Халназар в замешательстве умолк, а Эзиз поспешил воспользоваться его словами о непрочности всего установленного прежними законами и обычаями, чтобы поставить вопрос, ради которого он, собственно, и со-брал своих советников. Не спрашивая их мнения относительно величины расходов на содержание отряда, он прямо назначил дань, требуя определенных поставок коней, продовольствия и скота от каждого канала. На вопрос: «Откуда взять?» — коротко ответил: «У имущих».
Такое самовластие Эзиза и его прямое нападение на баев испугало Халназара. Он вопросительно посмотрел на Эзиза, явно выражая желание высказать свое мнение, но тот сделал вид, что не заметил этого, и перешел к другому вопросу.
— Старейшины! В этом году народу очень тяжело. Вы лучше меня это знаете. Какие же меры, по-вашему, надо принять, чтобы люди не умирали с голоду?
Халназар, опасаясь, что Эзиз снова обложит баев данью, поспешил сказать:
— Надо требовать помощи от властей.
— Власть — мы сами! — возразил Эзиз. Вспотевший Анна-Курбан Юмуртгачи обмахнулся рубахой и, почесывая подбородок, начал со своего «говорят»:
— Говорят, есть какой-то кооператив. Его, говорят, делят между собой узкоштанники. Эзиз-хан, не достанется ли там и на нашу долю?
Раньше, чем ответил Эзиз, заговорил заведующий его хозяйством Мадыр-Ишан:
— Анна-Курбан-ага! То, что отпускают в кооперативе, — капля воды в море бедствий. Конечно, мы свою долю оттуда возьмем. Но для дейхан это все равно, что горсть семян на целое поле. Нужны другие средства.
— Эзиз-хан, собаку закапывает тот, кто ее убил,— сказал Алты-Сопы, насмешливо взглянув на Халназара. — Кто Оставил голодными дейхан — тот и накормит!
— Алты-Сопы, может ты это по-туркменски скажешь, чтобы все поняли?

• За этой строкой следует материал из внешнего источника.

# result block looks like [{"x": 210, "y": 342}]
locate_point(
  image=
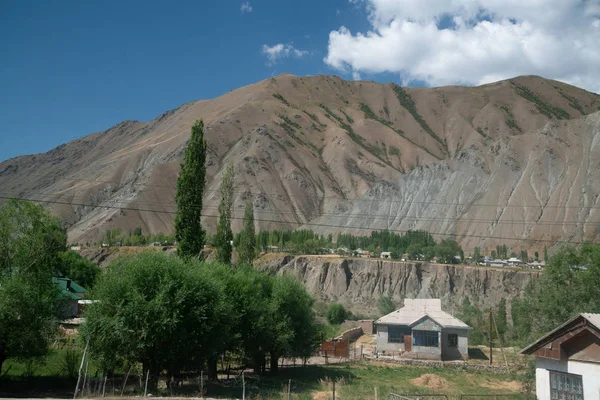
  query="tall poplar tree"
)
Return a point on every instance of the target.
[
  {"x": 224, "y": 235},
  {"x": 190, "y": 188},
  {"x": 247, "y": 247}
]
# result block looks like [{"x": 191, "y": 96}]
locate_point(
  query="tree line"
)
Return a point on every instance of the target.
[{"x": 569, "y": 284}]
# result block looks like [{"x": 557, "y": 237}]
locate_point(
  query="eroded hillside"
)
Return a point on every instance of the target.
[
  {"x": 505, "y": 162},
  {"x": 359, "y": 283}
]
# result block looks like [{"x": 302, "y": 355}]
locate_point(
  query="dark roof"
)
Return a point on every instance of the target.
[
  {"x": 69, "y": 288},
  {"x": 591, "y": 319}
]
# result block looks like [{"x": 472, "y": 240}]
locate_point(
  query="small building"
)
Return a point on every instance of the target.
[
  {"x": 514, "y": 262},
  {"x": 498, "y": 263},
  {"x": 422, "y": 330},
  {"x": 71, "y": 293},
  {"x": 567, "y": 360}
]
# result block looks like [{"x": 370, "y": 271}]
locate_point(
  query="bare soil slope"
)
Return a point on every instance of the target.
[{"x": 516, "y": 159}]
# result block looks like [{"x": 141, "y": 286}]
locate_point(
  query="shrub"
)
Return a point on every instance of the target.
[{"x": 336, "y": 314}]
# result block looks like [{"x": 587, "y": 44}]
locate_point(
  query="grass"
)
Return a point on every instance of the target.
[
  {"x": 369, "y": 114},
  {"x": 510, "y": 119},
  {"x": 408, "y": 103},
  {"x": 543, "y": 107},
  {"x": 282, "y": 99}
]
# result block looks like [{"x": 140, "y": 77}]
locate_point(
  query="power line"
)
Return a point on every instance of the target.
[
  {"x": 388, "y": 217},
  {"x": 353, "y": 199},
  {"x": 303, "y": 224}
]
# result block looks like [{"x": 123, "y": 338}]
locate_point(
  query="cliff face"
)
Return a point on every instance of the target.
[
  {"x": 359, "y": 283},
  {"x": 513, "y": 162}
]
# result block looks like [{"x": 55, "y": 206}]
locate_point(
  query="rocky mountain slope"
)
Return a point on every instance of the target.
[
  {"x": 510, "y": 162},
  {"x": 359, "y": 283}
]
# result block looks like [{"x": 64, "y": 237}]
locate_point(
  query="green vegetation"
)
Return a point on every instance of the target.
[
  {"x": 190, "y": 188},
  {"x": 371, "y": 115},
  {"x": 348, "y": 118},
  {"x": 31, "y": 240},
  {"x": 282, "y": 99},
  {"x": 510, "y": 119},
  {"x": 289, "y": 121},
  {"x": 224, "y": 235},
  {"x": 316, "y": 119},
  {"x": 386, "y": 305},
  {"x": 561, "y": 292},
  {"x": 246, "y": 247},
  {"x": 543, "y": 107},
  {"x": 176, "y": 316},
  {"x": 78, "y": 268},
  {"x": 336, "y": 314},
  {"x": 376, "y": 151},
  {"x": 408, "y": 103}
]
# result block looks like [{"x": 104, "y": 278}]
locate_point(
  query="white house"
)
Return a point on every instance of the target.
[
  {"x": 568, "y": 360},
  {"x": 422, "y": 330},
  {"x": 514, "y": 262}
]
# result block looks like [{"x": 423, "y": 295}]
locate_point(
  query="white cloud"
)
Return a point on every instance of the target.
[
  {"x": 246, "y": 7},
  {"x": 484, "y": 40},
  {"x": 280, "y": 51}
]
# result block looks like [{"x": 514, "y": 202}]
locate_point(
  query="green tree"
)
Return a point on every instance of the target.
[
  {"x": 336, "y": 314},
  {"x": 78, "y": 268},
  {"x": 224, "y": 235},
  {"x": 446, "y": 250},
  {"x": 386, "y": 305},
  {"x": 501, "y": 318},
  {"x": 247, "y": 250},
  {"x": 190, "y": 189},
  {"x": 155, "y": 310},
  {"x": 30, "y": 241},
  {"x": 476, "y": 254}
]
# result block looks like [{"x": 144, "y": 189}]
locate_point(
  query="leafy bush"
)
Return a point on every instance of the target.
[{"x": 336, "y": 314}]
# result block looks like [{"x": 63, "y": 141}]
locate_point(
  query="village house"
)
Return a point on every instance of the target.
[
  {"x": 568, "y": 360},
  {"x": 71, "y": 293},
  {"x": 422, "y": 330}
]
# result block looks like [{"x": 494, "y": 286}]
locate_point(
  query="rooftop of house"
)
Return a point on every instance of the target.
[
  {"x": 590, "y": 319},
  {"x": 415, "y": 309},
  {"x": 69, "y": 288}
]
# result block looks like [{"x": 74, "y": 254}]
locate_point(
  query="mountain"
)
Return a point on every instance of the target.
[{"x": 514, "y": 162}]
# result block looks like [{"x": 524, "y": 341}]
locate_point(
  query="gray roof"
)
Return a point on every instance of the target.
[
  {"x": 416, "y": 309},
  {"x": 593, "y": 319}
]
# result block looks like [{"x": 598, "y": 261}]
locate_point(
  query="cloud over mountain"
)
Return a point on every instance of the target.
[{"x": 474, "y": 41}]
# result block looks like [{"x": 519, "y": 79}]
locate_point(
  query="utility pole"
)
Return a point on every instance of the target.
[{"x": 491, "y": 355}]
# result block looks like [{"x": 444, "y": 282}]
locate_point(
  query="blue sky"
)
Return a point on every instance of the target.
[{"x": 69, "y": 68}]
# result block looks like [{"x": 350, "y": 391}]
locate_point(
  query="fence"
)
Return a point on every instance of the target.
[{"x": 511, "y": 396}]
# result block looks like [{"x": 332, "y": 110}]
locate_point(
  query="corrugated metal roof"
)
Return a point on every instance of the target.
[
  {"x": 593, "y": 319},
  {"x": 415, "y": 309}
]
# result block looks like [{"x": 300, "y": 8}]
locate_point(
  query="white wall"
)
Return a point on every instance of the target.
[
  {"x": 382, "y": 343},
  {"x": 589, "y": 371}
]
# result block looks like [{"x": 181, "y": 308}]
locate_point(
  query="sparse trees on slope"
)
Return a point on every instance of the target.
[
  {"x": 247, "y": 241},
  {"x": 224, "y": 235},
  {"x": 190, "y": 189},
  {"x": 30, "y": 240}
]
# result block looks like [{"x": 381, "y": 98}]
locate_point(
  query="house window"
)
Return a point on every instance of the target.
[
  {"x": 396, "y": 334},
  {"x": 425, "y": 339},
  {"x": 565, "y": 386},
  {"x": 452, "y": 340}
]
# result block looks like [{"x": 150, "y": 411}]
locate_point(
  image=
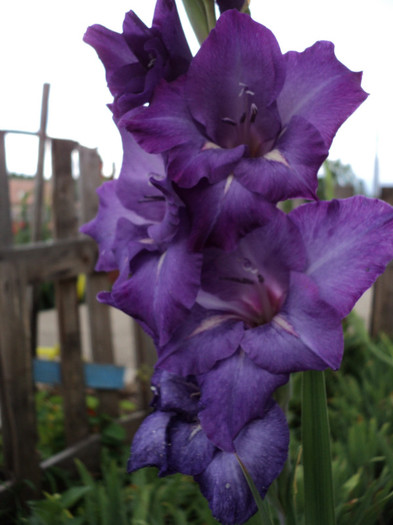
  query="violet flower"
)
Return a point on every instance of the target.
[
  {"x": 142, "y": 231},
  {"x": 173, "y": 439},
  {"x": 281, "y": 294},
  {"x": 136, "y": 60},
  {"x": 244, "y": 108},
  {"x": 224, "y": 5}
]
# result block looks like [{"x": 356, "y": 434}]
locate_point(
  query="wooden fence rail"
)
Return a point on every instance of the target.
[{"x": 60, "y": 260}]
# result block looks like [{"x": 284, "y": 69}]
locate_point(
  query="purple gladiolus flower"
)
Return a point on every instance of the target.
[
  {"x": 224, "y": 5},
  {"x": 173, "y": 439},
  {"x": 142, "y": 231},
  {"x": 136, "y": 60},
  {"x": 281, "y": 294},
  {"x": 244, "y": 108}
]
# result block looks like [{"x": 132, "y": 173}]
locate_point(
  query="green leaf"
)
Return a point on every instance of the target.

— Эзиз-хан, зерно любит землю. Жнешь — оно осыпается на землю, молотишь — падает на землю, и даже когда насыпаешь в чувалы, — оно в землю глядит. То, что осыпается при жатве, становится добычей птиц да тех, кто собирает колосья. Но то, что попадает в чувалы, исчезает, словно упало в колодец, и ты его не увидишь...
— Сопы, ты совсем перешел на фарси!
— Речь заики более понятна к концу — слушай! Посев у дейханина начинают забирать сразу после сева. Часть будущего урожая у него забирают купцы, — по дешевке они скупают урожай еще на корню. Другую часть рвут у него из рук мелкие торговцы — за отпущенный в долг отрез на штаны, за чай, сахар и прочую бакалею. Третью часть прибирают к рукам баи, давая дейханину под будущий урожай готовую подохнуть скотину. С тем, что остается у дейханина, он еле сводит концы с концами. А если год неурожайный или, вот как нынче, засушливый, дейханин голоднее собаки. Одним словом, если сказать по-туркменски, зерно засыпает в ямы считанное число людей.